There were 36 households, of which 25.0% had children under the age of 18 living with them, 44.4% were married couples living together, 11.1% had a female householder with no husband present, and 44.4% were non-families. 33.3% of all households were made up of individuals, and 11.1% had someone living alone who was 65 years of age or older. The average household size was 2.22 and the average family size was 2.90.

The median age in the town was 40.5 years. 22.5% of residents were under the age of 18; 11.3% were between the ages of 18 and 24; 22.6% were from 25 to 44; 22.6% were from 45 to 64; and 21.3% were 65 years of age or older. The gender makeup of the town was 52.5% male and 47.5% female.

===2000 census===
As of the census of 2000, there were 75 people, 35 households, and 19 families living in the town. The population density was 390.7 PD/sqmi. There were 46 housing units at an average density of 239.6 /sqmi. The racial makeup of the town was 98.67% White and 1.33% Asian. Hispanic or Latino of any race were 1.33% of the population.

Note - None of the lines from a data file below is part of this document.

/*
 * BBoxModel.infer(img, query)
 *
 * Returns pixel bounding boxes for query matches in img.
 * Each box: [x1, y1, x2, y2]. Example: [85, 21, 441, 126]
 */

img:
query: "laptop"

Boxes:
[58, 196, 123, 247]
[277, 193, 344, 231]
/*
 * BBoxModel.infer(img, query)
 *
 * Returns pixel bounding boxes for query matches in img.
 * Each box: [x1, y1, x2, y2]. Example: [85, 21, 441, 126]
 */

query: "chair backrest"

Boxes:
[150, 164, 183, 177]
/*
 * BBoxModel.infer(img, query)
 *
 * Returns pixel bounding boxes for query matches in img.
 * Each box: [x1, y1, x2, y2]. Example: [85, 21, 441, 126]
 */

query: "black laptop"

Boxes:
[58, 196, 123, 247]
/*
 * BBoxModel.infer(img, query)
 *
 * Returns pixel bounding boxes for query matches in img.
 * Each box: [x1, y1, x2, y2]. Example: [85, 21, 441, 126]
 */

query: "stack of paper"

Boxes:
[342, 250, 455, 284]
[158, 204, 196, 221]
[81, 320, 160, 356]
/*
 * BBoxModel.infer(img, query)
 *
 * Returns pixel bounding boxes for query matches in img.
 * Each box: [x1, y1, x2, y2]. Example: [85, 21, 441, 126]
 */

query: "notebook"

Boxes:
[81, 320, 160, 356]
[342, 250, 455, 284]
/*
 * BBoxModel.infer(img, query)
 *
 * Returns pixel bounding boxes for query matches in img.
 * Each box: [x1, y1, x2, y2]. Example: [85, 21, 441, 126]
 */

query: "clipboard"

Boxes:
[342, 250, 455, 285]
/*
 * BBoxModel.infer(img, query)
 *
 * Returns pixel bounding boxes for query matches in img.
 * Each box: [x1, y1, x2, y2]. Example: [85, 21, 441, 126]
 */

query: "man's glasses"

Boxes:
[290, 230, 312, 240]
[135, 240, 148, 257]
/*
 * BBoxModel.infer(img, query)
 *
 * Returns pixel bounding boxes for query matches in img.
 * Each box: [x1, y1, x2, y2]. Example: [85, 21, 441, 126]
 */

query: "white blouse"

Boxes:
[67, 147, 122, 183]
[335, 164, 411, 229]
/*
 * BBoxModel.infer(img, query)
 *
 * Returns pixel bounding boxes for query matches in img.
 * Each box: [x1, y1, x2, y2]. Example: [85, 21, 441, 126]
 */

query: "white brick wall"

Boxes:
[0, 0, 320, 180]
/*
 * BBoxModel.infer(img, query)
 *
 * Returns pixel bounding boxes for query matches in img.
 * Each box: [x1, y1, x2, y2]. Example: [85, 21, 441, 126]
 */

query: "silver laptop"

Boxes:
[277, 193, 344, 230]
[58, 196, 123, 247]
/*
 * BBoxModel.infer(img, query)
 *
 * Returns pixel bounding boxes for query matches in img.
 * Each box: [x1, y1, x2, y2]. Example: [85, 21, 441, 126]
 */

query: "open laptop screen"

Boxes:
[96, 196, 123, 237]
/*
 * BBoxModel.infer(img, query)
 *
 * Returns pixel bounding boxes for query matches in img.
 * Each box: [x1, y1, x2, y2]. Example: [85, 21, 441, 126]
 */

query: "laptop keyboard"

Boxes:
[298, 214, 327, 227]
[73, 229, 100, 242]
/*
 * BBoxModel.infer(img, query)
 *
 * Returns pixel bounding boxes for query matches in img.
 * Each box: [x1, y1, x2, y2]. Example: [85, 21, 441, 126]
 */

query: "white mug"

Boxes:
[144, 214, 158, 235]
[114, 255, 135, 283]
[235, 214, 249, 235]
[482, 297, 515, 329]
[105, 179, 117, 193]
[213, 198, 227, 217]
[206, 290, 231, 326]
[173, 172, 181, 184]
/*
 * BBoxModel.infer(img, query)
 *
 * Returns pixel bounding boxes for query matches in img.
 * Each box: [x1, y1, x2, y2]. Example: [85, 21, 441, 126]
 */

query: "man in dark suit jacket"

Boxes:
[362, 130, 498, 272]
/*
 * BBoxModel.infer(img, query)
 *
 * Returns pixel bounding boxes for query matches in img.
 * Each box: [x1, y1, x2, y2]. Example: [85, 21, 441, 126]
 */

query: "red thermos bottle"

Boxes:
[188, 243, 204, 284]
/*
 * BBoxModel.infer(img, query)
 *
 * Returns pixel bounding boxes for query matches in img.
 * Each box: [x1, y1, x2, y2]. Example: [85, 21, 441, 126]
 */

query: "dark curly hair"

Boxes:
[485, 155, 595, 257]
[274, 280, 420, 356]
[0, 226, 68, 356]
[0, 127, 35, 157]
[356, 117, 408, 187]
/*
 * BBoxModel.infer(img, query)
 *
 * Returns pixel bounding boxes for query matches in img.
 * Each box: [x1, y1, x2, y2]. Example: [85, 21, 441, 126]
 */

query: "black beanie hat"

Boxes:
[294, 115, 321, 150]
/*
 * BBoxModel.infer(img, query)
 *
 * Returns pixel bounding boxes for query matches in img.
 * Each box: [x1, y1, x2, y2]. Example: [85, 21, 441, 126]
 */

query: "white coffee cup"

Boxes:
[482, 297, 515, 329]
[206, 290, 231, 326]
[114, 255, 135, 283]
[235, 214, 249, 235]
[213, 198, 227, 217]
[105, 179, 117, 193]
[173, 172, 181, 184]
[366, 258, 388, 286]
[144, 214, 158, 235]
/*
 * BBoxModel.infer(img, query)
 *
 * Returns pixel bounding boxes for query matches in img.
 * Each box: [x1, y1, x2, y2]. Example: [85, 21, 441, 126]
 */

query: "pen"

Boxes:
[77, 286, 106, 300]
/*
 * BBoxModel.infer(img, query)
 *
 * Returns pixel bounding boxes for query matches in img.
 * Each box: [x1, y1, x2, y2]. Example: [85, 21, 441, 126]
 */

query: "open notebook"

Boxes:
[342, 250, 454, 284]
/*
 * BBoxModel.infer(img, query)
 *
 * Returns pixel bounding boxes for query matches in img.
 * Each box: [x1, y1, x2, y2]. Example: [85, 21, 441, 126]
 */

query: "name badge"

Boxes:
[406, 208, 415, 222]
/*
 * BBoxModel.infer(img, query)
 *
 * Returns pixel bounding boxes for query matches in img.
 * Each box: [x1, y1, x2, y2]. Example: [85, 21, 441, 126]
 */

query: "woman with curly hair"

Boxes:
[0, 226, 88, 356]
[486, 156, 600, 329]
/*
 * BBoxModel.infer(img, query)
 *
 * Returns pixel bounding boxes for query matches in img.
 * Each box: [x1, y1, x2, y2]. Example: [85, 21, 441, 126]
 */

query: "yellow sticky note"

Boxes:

There were 35 households, out of which 25.7% had children under the age of 18 living with them, 42.9% were married couples living together, 2.9% had a female householder with no husband present, and 45.7% were non-families. 37.1% of all households were made up of individuals, and 17.1% had someone living alone who was 65 years of age or older. The average household size was 2.14 and the average family size was 2.63.

In the town, the population was spread out, with 22.7% under the age of 18, 5.3% from 18 to 24, 28.0% from 25 to 44, 21.3% from 45 to 64, and 22.7% who were 65 years of age or older. The median age was 38 years. For every 100 females, there were 108.3 males. For every 100 females age 18 and over, there were 123.1 males.

The median income for a household in the town was $26,375, and the median income for a family was $26,250. Males had a median income of $30,000 versus $25,000 for females. The per capita income for the town was $13,888. There were 17.6% of families and 15.7% of the population living below the poverty line, including 38.1% of under eighteens and none of those over 64.

==Education==
The school district is Wall School District 51-5.

==In popular culture==

The Redwood Motel in Wasta was used extensively as a filming site for the movie Thunderheart.